What if you were imprisoned without explanation in solitary confinement for 15 years?
What if you were released without explanation?
What if you had 5 days to determine why you had been imprisoned or you would return to prison?
This is the basis for Oldboy.
More Details. Oldboy is a 2003 Korean film starring Choi Min Sik as Oh Dae Su, a man imprisoned for 15 years without explanation and freed without explanation. Dae Su must find out who imprisoned him and why. Dae Su determines the “who” – Lee Woo Jin (Yoo Ji Tae) – but the “why” is buried deep. If Dae Su does not determine the “why” in 5 days, he will be imprisoned for the remainder of his life. With effort Dae Su does determine the “why” but the shocking secret is not the complete story. There is another secret that rocks Dae Su to his core. Will Dae Su survive to live a normal life or will he die in his pursuit of revenge?
What I liked about Oldboy:
Choi Min Sik as Oh Dae Su was riveting. I have never seen Min Sik before this impactful performance. Min Sik became Dae Su, fueled to find answers, able to take and deliver punishment, but with an underlying humanity and humor that surprised me.
Yoo Ji Tae as Lee Woo Jin was the mastermind behind everything that happened to Dae Su. Ji Tae’s performance was icy, twisted and controlled. His performance was as riveting as Min Sik’s. Good thing because the movie hinges on Woo Jin’s and Min Sik’s battle of wits.
The story is complex, straightforward, and surprising. You will not see all the twists and turns coming. There are moments that are funny, tender, violent, sexual, and shocking. The creative minds of the writers, Im Jun Hyeong, Hwang Jo Yoon (writer of Masquerade), and Park Chan Wook (director of Masquarade) crafted a gripping story. Oldboy is based on the Japanese manga series written by Garon Tsuchiya and illustrated by Nobuaki Minegish.
The production is tight and striking with human frailty and revenge at the forefront. Park Chan Wook (director of Masquerade) creates a world that is dark and gritty. I found Oldboy stylistically similar to the Quentin Tarantino film Pulp Fiction. Peter Bradshaw of the UK’s Daily Guardian declares “When it comes to gut-wrenchingly violent cinema, the Koreans are going further than anyone. And doing it better, too”. Oldboy won the Grand Prix at the 57th Cannes International Film Festival in 2004.
Cinematographer Jeong Jeong Hun created a visually stunning film with director Chan Wook. I concur that “Jeong Hun’s camera does not just stare but communicates with passion”.

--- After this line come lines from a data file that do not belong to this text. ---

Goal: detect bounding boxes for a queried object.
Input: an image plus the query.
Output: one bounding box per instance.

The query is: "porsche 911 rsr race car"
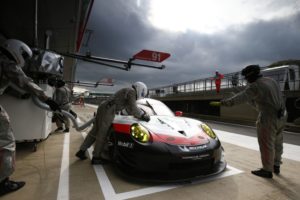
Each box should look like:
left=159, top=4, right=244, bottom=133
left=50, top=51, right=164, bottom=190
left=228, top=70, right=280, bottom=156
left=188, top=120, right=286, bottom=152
left=108, top=98, right=226, bottom=182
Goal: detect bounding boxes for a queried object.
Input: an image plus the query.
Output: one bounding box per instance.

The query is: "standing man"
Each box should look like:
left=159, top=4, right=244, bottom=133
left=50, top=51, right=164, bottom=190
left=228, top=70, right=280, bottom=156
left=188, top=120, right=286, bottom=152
left=0, top=39, right=60, bottom=195
left=75, top=81, right=150, bottom=164
left=221, top=65, right=287, bottom=178
left=53, top=79, right=71, bottom=133
left=214, top=71, right=224, bottom=93
left=231, top=72, right=239, bottom=87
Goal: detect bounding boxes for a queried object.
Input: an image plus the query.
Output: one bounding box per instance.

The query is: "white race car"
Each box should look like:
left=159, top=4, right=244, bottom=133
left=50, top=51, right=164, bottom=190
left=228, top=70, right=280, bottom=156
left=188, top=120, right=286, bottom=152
left=108, top=98, right=226, bottom=182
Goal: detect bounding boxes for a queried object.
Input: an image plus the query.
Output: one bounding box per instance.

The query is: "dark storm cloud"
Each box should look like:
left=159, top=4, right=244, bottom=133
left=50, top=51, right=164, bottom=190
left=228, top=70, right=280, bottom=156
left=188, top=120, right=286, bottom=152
left=83, top=0, right=152, bottom=58
left=76, top=0, right=300, bottom=91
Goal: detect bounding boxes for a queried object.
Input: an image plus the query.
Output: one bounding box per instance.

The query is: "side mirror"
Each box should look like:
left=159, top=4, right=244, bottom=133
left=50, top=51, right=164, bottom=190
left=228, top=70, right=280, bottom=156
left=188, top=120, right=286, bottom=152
left=175, top=111, right=183, bottom=117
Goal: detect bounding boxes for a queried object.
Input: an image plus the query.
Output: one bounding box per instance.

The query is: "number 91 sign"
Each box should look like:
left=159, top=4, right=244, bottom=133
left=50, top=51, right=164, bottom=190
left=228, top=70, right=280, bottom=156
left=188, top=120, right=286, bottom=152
left=133, top=50, right=170, bottom=63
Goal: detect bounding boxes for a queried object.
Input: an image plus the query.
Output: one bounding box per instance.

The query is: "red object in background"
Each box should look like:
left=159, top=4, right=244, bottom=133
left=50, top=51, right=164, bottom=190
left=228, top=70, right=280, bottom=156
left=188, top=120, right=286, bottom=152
left=175, top=111, right=183, bottom=117
left=76, top=0, right=94, bottom=52
left=133, top=50, right=170, bottom=62
left=214, top=72, right=224, bottom=93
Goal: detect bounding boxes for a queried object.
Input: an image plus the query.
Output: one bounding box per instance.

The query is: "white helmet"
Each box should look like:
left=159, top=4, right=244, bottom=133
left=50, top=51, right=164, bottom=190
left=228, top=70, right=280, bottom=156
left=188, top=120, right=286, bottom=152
left=132, top=81, right=148, bottom=100
left=1, top=39, right=32, bottom=67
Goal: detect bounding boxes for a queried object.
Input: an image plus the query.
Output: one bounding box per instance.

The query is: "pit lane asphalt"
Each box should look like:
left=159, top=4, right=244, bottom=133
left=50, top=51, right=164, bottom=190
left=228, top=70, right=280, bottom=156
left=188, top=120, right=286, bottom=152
left=2, top=104, right=299, bottom=200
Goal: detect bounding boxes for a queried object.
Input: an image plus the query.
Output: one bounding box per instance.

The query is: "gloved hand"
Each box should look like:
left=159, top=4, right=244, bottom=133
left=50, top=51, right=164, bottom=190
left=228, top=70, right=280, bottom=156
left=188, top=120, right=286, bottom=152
left=45, top=99, right=61, bottom=111
left=209, top=101, right=221, bottom=107
left=140, top=112, right=150, bottom=122
left=20, top=93, right=31, bottom=99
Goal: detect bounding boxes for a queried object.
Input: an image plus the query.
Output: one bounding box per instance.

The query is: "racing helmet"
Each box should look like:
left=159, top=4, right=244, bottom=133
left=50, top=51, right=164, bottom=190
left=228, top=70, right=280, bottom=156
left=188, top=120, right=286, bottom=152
left=132, top=81, right=148, bottom=100
left=56, top=79, right=66, bottom=88
left=0, top=39, right=32, bottom=67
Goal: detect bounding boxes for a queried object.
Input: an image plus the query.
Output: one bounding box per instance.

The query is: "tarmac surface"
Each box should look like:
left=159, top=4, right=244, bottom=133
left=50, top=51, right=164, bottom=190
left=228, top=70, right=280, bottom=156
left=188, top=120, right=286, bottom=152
left=2, top=104, right=300, bottom=200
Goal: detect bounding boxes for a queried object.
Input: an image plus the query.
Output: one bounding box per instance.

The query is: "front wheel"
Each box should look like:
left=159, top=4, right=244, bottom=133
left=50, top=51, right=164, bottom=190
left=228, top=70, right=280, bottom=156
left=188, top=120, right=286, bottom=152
left=107, top=127, right=119, bottom=164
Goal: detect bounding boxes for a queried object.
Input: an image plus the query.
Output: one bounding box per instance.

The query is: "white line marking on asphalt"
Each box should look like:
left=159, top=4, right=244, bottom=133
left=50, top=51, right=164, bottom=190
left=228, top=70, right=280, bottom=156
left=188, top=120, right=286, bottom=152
left=57, top=132, right=70, bottom=200
left=207, top=120, right=298, bottom=135
left=214, top=129, right=300, bottom=162
left=86, top=140, right=116, bottom=199
left=81, top=131, right=242, bottom=200
left=112, top=166, right=242, bottom=200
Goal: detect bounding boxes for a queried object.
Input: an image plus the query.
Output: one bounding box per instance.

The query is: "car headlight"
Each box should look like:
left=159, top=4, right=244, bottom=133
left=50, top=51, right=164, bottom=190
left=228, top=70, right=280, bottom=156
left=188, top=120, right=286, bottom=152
left=130, top=123, right=150, bottom=143
left=201, top=123, right=216, bottom=139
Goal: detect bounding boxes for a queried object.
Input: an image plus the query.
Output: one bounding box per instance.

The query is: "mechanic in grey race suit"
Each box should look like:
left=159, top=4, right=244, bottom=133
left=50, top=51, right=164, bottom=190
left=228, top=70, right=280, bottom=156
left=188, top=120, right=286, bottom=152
left=221, top=65, right=287, bottom=178
left=0, top=39, right=60, bottom=195
left=75, top=81, right=150, bottom=164
left=53, top=79, right=71, bottom=133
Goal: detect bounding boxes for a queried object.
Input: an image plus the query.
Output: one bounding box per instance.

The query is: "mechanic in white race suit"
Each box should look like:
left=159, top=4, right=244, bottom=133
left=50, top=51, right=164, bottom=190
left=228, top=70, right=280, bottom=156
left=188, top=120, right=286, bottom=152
left=0, top=39, right=60, bottom=195
left=76, top=82, right=150, bottom=164
left=53, top=79, right=71, bottom=133
left=221, top=65, right=287, bottom=178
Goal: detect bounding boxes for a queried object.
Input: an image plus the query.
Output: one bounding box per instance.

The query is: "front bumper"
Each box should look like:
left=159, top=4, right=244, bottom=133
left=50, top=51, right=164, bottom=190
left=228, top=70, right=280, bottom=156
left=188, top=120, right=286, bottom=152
left=112, top=137, right=227, bottom=183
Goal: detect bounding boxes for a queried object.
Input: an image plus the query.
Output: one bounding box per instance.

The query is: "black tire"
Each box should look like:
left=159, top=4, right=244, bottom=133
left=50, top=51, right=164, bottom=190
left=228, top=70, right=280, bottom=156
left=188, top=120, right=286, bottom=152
left=107, top=127, right=118, bottom=163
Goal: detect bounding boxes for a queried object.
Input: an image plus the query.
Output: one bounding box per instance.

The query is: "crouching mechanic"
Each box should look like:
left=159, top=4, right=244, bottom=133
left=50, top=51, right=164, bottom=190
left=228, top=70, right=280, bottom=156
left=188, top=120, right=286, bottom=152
left=220, top=65, right=287, bottom=178
left=0, top=39, right=60, bottom=195
left=76, top=81, right=150, bottom=164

What I did not like about Oldboy:
Torture. We all have our own tolerance for violence. The choreographed fights of Oldboy worked. However when the violence turned to torture, I elected to opt-out. I strongly dislike torture. I shut my eyes and utilized the mute button.
Ending is intentionally murky. Endings that are not clear cut can drive viewers crazy. This ending is open ended. For Oldboy, the ending felt right and I was satisfied.
Oldboy is considered one of the great Korean films. I do not know if I would go that far. I often find films that are labeled as great enjoyable but would not see again.
Oldboy is grabbed me, gripped me, and would not let me go until I learned why Dae Su was imprisoned without explanation. The why shocked me with a double whammy of secrets. The violence in this film was not gratuitous and furthered the story. Rogert Ebert described Oldboy as “a movie in which the action, however violent, makes a statement and has a purpose” in his well written review.
Bottom Line: Oldboy may not be for you. It worked for me.